O PS deve interpretar as razões do seu próprio sucesso. Na minha opinião, a escolha feita em 2015 não foi conjuntural, foi uma escolha existencial. O PS não fez apenas uma aliança para garantir a maioria, deu a resposta de que o país precisava, mas também que a história do PS exigia para continuar a ser uma força política relevante e dominadora à esquerda. Não ter viabilizado um governo de direita e ter constituído uma maioria alternativa não é um evento circunstancial cuja importância devamos desvalorizar. Foi uma escolha fundamental que evitou ao PS muitos dissabores, que estão a atingir quase toda a nossa família política na Europa.
O PS deve repetir essa solução?
Quero que o PS tenha o melhor resultado possível, mas há sempre necessidade de compromisso e diálogo, e o diálogo prioritário deve ser à esquerda.
Prioritário não significa exclusivo?
Não há nenhum cordão sanitário [à direita], o que há é o entendimento de que em matéria de proteção social, educação e saúde é mais fácil um diálogo produtivo à esquerda.
Há uma área em que não é assim, em que BE e PCP acusam o PS de seguir políticas de direita, que são as leis laborais.
Vejo essa declaração mais como uma tentativa de forçar diferenças com o PS. O facto de o PS ter apostado no reforço do salário mínimo e da contratação coletiva mostra que estamos nos antípodas das políticas do PSD e do CDS.
Nestas matérias, o PS tem votado mais vezes ao lado do PSD e do CDS do que da esquerda.
São propostas que BE e PCP já sabem que vão ser chumbadas pelo PS. Na minha opinião, são deliberadamente apresentadas para isso.
O tema José Sócrates deve ser discutido no congresso?
Não é uma moção, não é um tema do congresso.

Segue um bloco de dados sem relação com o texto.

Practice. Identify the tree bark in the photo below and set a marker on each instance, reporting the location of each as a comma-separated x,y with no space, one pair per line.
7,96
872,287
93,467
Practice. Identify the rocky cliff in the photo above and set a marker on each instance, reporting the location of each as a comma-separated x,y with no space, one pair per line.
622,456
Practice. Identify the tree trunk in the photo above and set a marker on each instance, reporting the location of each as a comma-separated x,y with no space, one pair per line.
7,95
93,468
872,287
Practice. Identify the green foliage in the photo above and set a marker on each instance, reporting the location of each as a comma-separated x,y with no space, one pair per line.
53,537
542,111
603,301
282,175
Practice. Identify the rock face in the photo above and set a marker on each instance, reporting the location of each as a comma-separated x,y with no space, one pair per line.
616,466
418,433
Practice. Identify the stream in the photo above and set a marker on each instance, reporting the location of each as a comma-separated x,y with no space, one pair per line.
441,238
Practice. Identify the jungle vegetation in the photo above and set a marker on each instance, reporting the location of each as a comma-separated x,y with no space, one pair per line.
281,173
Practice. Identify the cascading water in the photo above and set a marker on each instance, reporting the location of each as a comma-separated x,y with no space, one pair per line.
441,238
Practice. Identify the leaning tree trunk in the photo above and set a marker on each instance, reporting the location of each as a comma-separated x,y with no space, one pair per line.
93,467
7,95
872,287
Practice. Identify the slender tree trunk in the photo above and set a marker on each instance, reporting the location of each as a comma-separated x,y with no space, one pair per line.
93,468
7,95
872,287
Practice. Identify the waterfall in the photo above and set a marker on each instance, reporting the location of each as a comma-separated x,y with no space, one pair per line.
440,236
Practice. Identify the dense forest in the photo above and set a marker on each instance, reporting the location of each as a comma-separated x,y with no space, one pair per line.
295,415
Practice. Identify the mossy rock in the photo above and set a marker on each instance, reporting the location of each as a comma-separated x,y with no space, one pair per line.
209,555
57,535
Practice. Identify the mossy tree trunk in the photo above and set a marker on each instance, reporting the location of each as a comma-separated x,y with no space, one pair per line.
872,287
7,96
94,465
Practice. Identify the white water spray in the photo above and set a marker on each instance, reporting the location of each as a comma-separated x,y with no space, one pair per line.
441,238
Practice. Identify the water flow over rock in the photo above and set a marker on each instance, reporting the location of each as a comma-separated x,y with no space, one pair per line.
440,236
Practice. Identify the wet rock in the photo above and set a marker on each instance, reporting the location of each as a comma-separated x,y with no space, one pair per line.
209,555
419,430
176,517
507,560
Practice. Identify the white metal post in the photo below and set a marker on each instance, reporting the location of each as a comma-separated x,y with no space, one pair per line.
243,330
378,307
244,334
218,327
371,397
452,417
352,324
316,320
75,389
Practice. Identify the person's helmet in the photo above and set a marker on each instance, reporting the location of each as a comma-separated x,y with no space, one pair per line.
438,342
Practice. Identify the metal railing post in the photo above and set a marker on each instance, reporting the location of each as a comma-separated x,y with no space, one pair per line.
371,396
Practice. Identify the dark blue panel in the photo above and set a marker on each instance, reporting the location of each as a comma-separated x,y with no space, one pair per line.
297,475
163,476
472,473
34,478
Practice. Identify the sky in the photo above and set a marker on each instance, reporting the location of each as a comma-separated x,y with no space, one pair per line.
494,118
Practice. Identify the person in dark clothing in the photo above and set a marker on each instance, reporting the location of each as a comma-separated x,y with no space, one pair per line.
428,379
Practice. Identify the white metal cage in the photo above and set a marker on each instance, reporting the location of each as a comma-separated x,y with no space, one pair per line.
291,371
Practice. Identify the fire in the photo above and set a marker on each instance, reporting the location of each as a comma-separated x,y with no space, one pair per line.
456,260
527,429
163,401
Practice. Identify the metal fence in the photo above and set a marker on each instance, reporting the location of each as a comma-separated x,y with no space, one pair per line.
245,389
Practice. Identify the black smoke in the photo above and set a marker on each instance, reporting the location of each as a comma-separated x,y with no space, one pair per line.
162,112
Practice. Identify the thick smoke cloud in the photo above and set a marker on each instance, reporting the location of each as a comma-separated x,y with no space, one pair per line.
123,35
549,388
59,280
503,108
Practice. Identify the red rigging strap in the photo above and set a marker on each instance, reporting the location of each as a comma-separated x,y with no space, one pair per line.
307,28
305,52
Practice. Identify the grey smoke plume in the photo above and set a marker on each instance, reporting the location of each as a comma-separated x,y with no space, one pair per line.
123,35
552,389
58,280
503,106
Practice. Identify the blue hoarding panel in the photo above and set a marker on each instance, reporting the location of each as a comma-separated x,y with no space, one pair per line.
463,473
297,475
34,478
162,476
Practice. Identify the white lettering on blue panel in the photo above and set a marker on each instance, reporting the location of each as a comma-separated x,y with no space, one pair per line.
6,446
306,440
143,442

Obviamente que os militantes são livres de fazer as intervenções que entenderem, se alguns entenderem falar desse tema são livres de o fazer.
O PS não tem uma reflexão a fazer sobre o que se passou, como defendeu Ana Gomes?
Não penso que o PS deva aderir a sessões de autoflagelação e de catarse coletiva, não me parece que seja um exercício muito útil. O PS tem é de orgulhar-se das leis e instrumentos legislativos que aprovou e tornaram possível e mais robusta a investigação a casos como este e outros. Não se trata de fazer qualquer depuração anímica ou psicológica, um partido apresenta propostas, defende soluções, e nesta matéria o PS tem muitas propostas e soluções que estão, aliás, em vigor.